斜め前の席のキミ





「おはよー」

「……うっわぁー。 予想以上にぶっさいく!」

「…ヒドイ」


次の日の朝。


昨日、一日中部屋にこもって泣いたせいで目はパンパンに晴れている。

そんな私を見て、ミワは呆れたような顔をして笑った。


「だって、アンタ勝手に一人で被害妄想して帰ってったじゃん。」

「被害妄想じゃないよぉ〜。
トウマくんの顔、見た?
凄く自然体で、楽しそうで、……毎週食堂で声掛けてもらってるからって、私浮かれすぎてた。
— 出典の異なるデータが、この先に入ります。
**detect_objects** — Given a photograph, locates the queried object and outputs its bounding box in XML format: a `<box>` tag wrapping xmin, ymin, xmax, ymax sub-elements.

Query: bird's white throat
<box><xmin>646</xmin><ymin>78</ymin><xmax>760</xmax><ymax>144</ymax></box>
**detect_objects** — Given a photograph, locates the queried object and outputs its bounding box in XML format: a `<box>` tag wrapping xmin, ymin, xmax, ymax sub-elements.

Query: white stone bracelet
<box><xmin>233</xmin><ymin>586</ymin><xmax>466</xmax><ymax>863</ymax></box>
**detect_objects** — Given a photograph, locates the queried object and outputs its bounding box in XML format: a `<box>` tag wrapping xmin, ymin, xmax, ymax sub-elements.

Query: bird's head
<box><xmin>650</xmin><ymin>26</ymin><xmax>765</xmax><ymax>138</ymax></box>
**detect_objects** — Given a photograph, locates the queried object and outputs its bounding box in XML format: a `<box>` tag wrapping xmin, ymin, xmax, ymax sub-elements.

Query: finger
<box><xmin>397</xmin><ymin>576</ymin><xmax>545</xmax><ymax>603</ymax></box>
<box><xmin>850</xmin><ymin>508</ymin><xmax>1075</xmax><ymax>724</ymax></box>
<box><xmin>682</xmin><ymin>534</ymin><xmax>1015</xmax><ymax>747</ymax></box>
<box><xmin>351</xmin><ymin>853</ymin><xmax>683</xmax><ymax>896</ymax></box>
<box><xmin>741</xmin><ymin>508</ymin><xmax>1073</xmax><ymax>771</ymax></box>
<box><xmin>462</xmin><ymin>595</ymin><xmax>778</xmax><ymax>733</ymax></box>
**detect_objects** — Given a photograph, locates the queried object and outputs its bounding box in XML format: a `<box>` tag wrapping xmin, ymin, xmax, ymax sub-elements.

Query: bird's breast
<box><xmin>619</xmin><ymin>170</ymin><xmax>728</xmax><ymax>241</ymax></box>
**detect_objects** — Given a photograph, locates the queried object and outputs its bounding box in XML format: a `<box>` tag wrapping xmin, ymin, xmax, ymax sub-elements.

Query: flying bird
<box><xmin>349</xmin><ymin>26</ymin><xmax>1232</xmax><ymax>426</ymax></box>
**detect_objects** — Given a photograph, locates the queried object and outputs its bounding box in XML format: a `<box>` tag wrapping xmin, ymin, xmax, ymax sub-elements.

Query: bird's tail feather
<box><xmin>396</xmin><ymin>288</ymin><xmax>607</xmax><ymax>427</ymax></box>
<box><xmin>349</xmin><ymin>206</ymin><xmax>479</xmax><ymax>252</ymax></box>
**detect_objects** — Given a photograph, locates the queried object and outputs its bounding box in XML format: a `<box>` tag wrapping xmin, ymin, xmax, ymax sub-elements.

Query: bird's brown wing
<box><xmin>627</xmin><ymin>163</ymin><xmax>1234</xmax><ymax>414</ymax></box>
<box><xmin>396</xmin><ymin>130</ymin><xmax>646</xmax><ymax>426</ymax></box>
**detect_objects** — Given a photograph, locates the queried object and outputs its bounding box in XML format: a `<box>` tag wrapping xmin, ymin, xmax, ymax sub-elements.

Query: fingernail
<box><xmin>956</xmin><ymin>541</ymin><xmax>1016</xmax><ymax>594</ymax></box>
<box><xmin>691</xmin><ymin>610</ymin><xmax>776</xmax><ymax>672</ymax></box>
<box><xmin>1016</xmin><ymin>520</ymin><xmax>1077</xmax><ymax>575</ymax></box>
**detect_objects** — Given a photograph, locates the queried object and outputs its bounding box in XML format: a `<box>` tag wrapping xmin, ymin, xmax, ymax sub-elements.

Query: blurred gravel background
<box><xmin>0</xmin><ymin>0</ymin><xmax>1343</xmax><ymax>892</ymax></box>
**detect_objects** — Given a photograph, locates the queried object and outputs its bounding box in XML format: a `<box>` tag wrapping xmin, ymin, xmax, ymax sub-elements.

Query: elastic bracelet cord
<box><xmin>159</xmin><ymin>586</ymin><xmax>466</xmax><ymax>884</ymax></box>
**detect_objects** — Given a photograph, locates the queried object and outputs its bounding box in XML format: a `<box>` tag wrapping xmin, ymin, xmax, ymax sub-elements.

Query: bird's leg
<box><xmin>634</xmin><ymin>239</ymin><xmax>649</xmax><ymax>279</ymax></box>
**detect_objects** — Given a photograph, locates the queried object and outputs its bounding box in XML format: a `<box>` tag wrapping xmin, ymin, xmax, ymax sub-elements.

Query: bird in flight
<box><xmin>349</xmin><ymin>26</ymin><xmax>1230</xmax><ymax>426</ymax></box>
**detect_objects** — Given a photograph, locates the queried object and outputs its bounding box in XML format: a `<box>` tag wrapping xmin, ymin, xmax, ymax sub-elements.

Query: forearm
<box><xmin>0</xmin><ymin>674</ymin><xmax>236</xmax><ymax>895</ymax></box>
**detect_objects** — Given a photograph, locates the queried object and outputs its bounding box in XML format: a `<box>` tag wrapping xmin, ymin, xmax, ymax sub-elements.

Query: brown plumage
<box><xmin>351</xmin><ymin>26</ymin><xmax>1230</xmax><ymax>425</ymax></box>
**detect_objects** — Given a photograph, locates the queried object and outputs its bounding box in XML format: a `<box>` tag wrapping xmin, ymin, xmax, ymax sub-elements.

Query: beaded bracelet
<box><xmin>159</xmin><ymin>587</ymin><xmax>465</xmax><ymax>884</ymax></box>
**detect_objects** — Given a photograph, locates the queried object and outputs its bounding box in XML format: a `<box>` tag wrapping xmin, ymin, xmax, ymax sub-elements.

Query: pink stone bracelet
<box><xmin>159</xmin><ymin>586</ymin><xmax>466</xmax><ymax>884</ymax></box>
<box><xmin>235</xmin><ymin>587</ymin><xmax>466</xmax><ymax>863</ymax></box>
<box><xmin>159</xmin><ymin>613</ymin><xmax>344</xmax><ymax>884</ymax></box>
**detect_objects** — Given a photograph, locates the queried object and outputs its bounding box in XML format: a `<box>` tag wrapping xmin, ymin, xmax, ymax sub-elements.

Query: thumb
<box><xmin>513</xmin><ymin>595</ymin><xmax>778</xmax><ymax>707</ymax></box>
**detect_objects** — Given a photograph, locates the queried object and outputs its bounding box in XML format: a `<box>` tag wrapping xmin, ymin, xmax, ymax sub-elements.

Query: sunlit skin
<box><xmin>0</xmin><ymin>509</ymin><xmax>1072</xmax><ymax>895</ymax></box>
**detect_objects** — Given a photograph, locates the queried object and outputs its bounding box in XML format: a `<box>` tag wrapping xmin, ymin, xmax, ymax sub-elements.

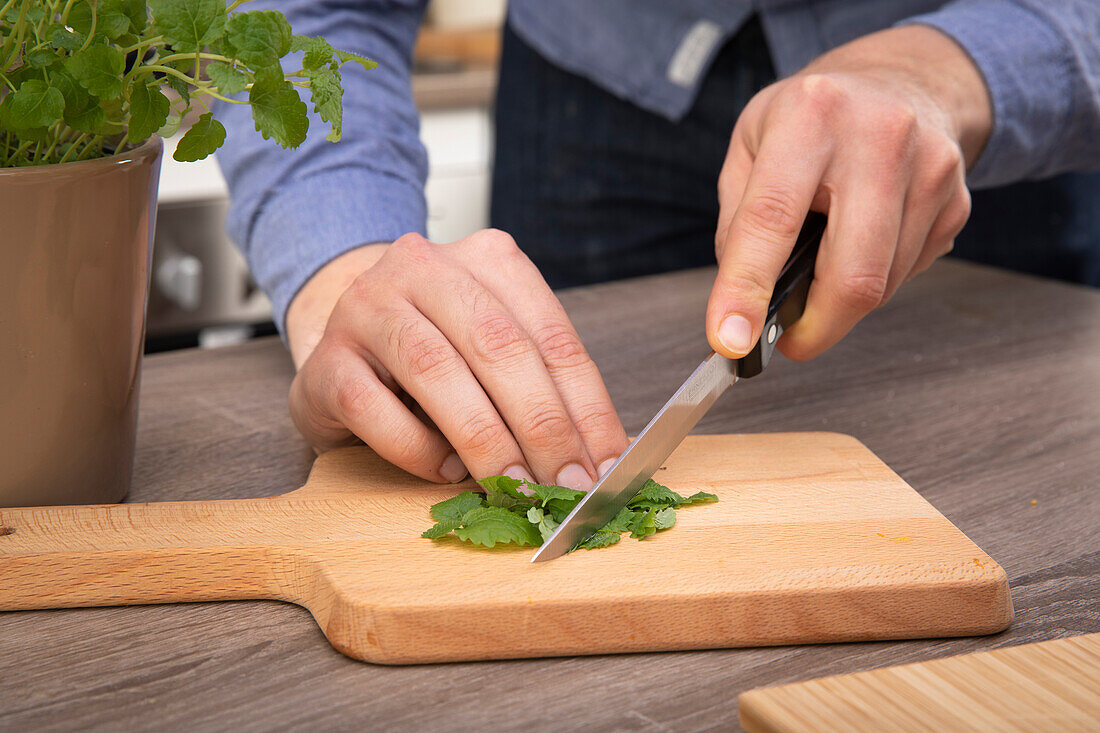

」

「自然体なのは、そりゃ幼なじみだからでしょ? それに、まだわかんないじゃんか! 簡単に諦めちゃダメだよ?
ミワが走ったイミ無くなるでしょ!?」

「…んー。」


男女の幼なじみにしては、仲が良すぎるんじゃないの?

幼なじみだから仲良いんじゃなくて、好きだから仲良いんじゃないの?


……ダメダメ。

昨日、もうゴチャゴチャ余計なことは考えないって決めたでしょ!

もう絶対に泣いたりしないんだから。


幸い、今日は火曜日だからトウマくんに会うことはない。


勝手に走ってどっか行った私が悪いんだけど、謝りに行くのにも勇気が出ない。


私、またきっとあんな仲良い二人を見たら立ち直れなくなりそう。


きっとトウマくんは、なんだよコイツ

って思ってるよね。


せっかく心配してくれてたのに。

きっと、これからは食堂で会っても声を掛けてはくれないんだろうな。

……もしかしたら、私のせいで食堂に行く気が無くなってるかもしれない…。

ど、どうしよう。


私、もう食堂に行かない方がいいのかな。